Jembatan Paranje Terancam Putus

by -
BERBAHAYA: Jembatan Paranje di Kecamatan Rumpin kembali longsor. Kondisi badan jalan dan beberapa bagian konstruksi jembatan cukup mengkhawatirkan. Sebab, banyak bagian badan jalan dan konstruksi jembatan yang sudah retak.

METROPOLITAN – RUMPIN Cuaca ekstrim berupa intensitas curah hujan yang tinggi membuat beberapa bangunan infrastruktur terancam ambruk terbawa longsor.

Salah satunya longsor tambahan yang terjadi di Jembatan Paranje, Sungai Cigoha yang terletak di perbatasan antara Desa Cibodas dan Desa Rabak, Kecamatan Rumpin, kemarin.

Pantauan Metropolitan, kondisi badan jalan dan beberapa bagian kontruksi Jembatan Paranje memang sudah cukup mengkhawatirkan.

Banyak bagian badan jalan dan konstruksi jembatan yang sudah retak- retak dan potensi tanah longsor di beberapa bagian tebing sekitar area jembatan juga cukup besar.

Menurut warga Desa Rabak,  Hidayat (46), akibat longsor tambahan tersebut, kondisi jembatan Paranje semakin mengkhawatirkan. Padahal jembatan tersebut merupakan akses penghubung utama antara tiga wilayah kecamatan yaitu Rumpin, Leuwiliang dan Ciampea.

“Sejak satu bulan lalu, tanah di sekitar jembatan terbawa longsor dan belum ada perbaikan. Padahal jembatan ini sangat ramai dilewati kendaraan sepeda motor dan truk,” katanya.

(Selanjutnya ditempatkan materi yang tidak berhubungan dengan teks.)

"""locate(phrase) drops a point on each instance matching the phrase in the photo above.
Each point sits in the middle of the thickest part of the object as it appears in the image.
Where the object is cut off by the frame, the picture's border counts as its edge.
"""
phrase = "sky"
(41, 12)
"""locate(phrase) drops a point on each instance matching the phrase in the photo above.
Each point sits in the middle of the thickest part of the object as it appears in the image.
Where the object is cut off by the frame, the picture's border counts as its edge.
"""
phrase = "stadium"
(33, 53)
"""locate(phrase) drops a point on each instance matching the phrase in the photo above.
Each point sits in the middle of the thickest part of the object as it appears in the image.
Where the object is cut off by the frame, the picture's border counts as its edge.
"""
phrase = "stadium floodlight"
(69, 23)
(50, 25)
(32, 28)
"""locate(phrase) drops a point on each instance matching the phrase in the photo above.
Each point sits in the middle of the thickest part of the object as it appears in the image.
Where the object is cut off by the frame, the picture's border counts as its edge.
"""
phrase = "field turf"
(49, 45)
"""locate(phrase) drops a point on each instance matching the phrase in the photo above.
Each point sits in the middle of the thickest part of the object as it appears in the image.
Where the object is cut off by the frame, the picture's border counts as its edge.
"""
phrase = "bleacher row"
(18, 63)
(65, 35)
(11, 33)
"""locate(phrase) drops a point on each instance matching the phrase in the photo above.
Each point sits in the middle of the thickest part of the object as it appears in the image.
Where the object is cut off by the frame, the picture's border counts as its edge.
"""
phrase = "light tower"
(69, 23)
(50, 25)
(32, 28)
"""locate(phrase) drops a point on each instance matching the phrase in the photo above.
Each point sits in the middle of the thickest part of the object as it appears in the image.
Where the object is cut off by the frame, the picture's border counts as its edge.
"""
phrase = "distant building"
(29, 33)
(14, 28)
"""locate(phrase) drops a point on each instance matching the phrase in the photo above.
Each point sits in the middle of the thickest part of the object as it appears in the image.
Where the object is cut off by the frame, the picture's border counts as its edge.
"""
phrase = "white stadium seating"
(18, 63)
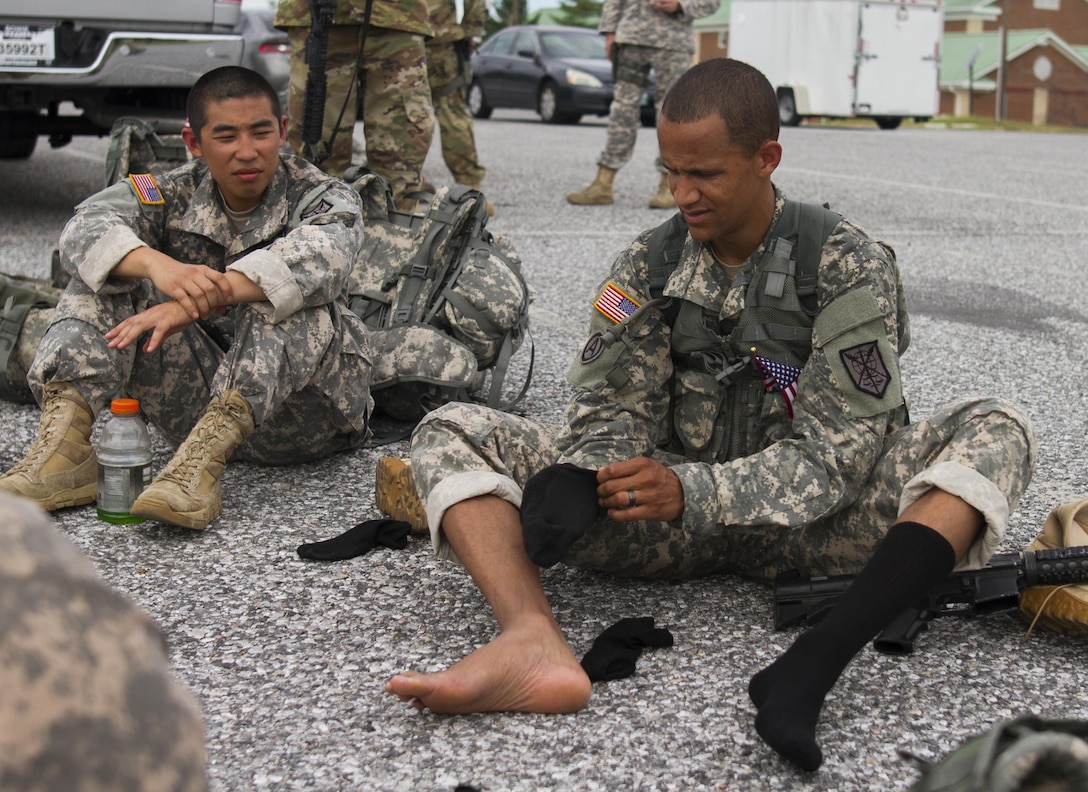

Sebelumnya, Jembatan Paranje sempat mengalami longsor pada sekitar Agustus 2019. Akibat kejadian tersebut, sebagian badan jalan rusak terbawa longsor dan mengancam konstruksi jembatan yang baru diperbaiki tersebut. Camat Rumpin Rusliandi sudah melaporkan kondisi jembatan Paranje kepada Pemkab Bogor.

“Kondisinya sudah kami laporkan baik melalui lisan dan pesan media, maupun tertulis,” ujarnya.

Sementara itu, Kepala Seksi Ekbang Kecamatan Rumpin, Mulyadi mengaku sudah dua kali melayangkan surat usulan perbaikan jembatan tersebut ke Dinas PUPR Pemkab Bogor.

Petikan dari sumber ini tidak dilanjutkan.